To give you an example of an instanced array we're going to take the previous example and represent the offset uniform array as an instanced array. We'll have to update the vertex shader by adding another vertex attribute:


#version 330 core
layout (location = 0) in vec2 aPos;
layout (location = 1) in vec3 aColor;
layout (location = 2) in vec2 aOffset;

out vec3 fColor;

void main()
{
    gl_Position = vec4(aPos + aOffset, 0.0, 1.0);
    fColor = aColor;
}  

We no longer use gl_InstanceID and can directly use the offset attribute without first indexing into a large uniform array.

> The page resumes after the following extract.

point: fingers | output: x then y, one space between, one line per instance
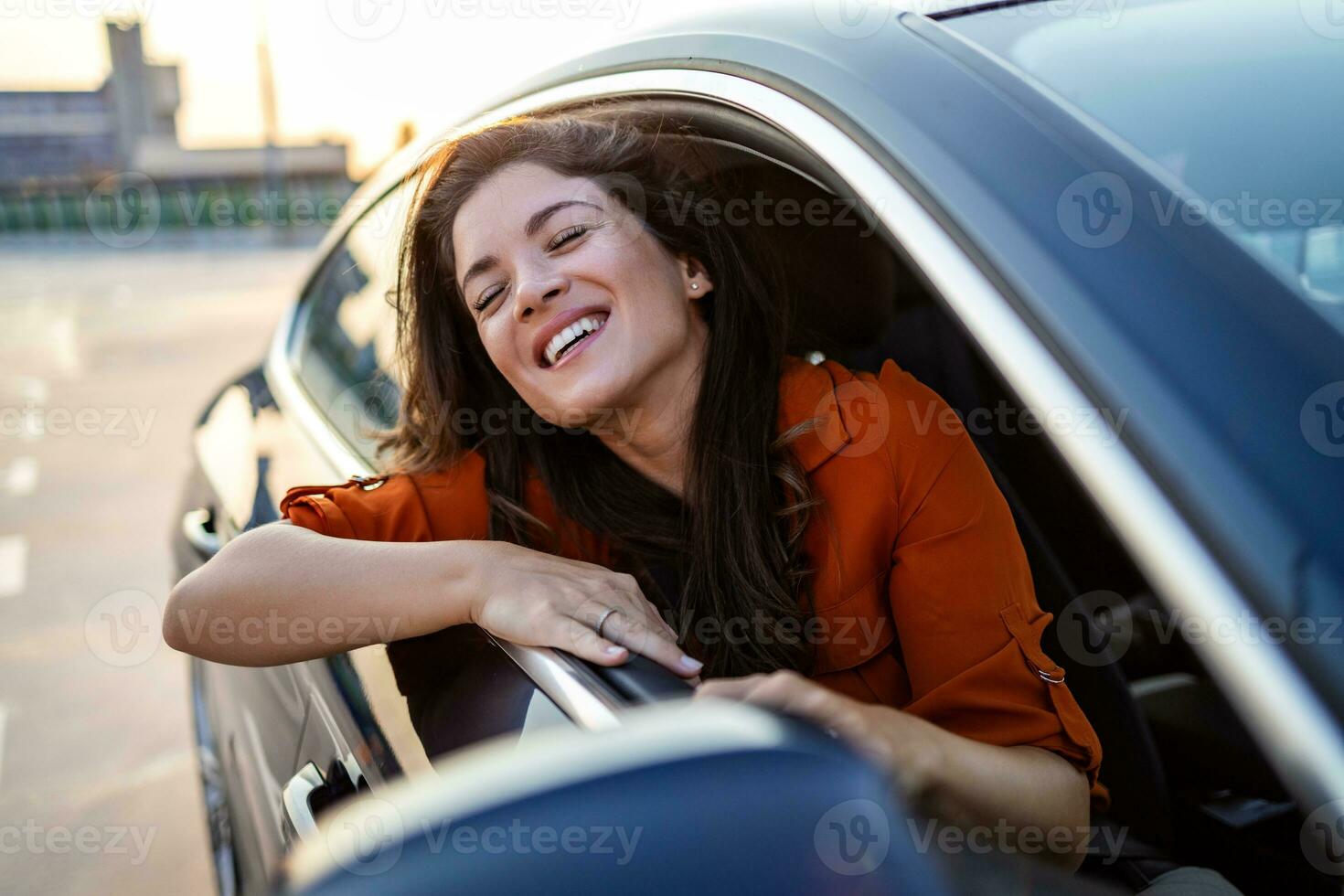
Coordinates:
588 645
785 692
655 645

Because an instanced array is a vertex attribute, just like the position and color variables, we also need to store its content in a vertex buffer object and configure its attribute pointer. We're first going to store the translations array (from the previous section) in a new buffer object:


unsigned int instanceVBO;
glGenBuffers(1, &instanceVBO);
glBindBuffer(GL_ARRAY_BUFFER, instanceVBO);
glBufferData(GL_ARRAY_BUFFER, sizeof(glm::vec2) * 100, &translations[0], GL_STATIC_DRAW);
glBindBuffer(GL_ARRAY_BUFFER, 0); 

Then we also need to set its vertex attribute pointer and enable the vertex attribute:


glEnableVertexAttribArray(2);
glBindBuffer(GL_ARRAY_BUFFER, instanceVBO);
glVertexAttribPointer(2, 2, GL_FLOAT, GL_FALSE, 2 * sizeof(float), (void*)0);
glBindBuffer(GL_ARRAY_BUFFER, 0);	
glVertexAttribDivisor(2, 1);  

What makes this code interesting is the last line where we call glVertexAttribDivisor. This function tells OpenGL when to update the content of a vertex attribute to the next element. Its first parameter is the vertex attribute in question and the second parameter the attribute divisor. By default the attribute divisor is 0 which tells OpenGL to update the content of the vertex attribute each iteration of the vertex shader. By setting this attribute to 1 we're telling OpenGL that we want to update the content of the vertex attribute when we start to render a new instance. By setting it to 2 we'd update the content every 2 instances and so on. By setting the attribute divisor to 1 we're effectively telling OpenGL that the vertex attribute at attribute location 2 is an instanced array.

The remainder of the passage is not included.